Core Concepts
Establishing stability and convergence of the Euler scheme for stochastic linear evolution equations in Banach spaces.
Abstract
The content discusses the numerical analysis of stochastic linear evolution equations in Banach spaces, focusing on the stability and convergence of the Euler scheme. It introduces key concepts such as maximal Lp-regularity estimates, error estimates, and discrete spaces. The article provides proofs for stability estimates and a convergence estimate for the Euler scheme applied to stochastic linear evolution equations.

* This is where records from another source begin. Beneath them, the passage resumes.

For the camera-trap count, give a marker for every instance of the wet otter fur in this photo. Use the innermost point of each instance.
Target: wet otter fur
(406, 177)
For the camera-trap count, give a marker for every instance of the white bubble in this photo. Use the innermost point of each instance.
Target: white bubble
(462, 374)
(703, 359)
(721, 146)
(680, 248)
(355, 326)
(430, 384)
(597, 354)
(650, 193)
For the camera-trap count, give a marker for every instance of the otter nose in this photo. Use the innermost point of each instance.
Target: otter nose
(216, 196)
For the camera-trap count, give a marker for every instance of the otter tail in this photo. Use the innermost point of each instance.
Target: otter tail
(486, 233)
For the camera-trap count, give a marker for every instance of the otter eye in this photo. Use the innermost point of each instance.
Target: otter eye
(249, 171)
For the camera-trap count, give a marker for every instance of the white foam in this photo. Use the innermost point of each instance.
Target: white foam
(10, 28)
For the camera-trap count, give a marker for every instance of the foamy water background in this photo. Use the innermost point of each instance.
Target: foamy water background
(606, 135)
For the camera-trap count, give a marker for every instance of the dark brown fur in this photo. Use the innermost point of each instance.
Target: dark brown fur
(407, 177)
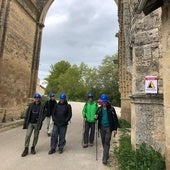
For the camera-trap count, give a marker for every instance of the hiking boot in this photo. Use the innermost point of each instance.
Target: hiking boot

Notable results include sharp error estimates and fundamental definitions related to sectorial operators, R-boundedness, H∞-calculus, and stochastic integrals.
Stats
For any p ∈(2, ∞) and q ∈[2, ∞), Van Neerven et al. [22] established the stochastic maximal Lp-regularity estimate.
Under certain conditions, a sharp error estimate in norm ∥·∥Lp((0,T )×Ω;Lq(O)) is derived.
The solution to equation (25) with f ∈ℓpF(Lr(Ω; Lq(O; H))) is considered.
Quotes
"Maximal Lp-regularity is fundamental for deterministic evolution equations."
"The numerical analysis focuses on stability and convergence of the Euler scheme."
"Error estimates characterize convergence intrinsically."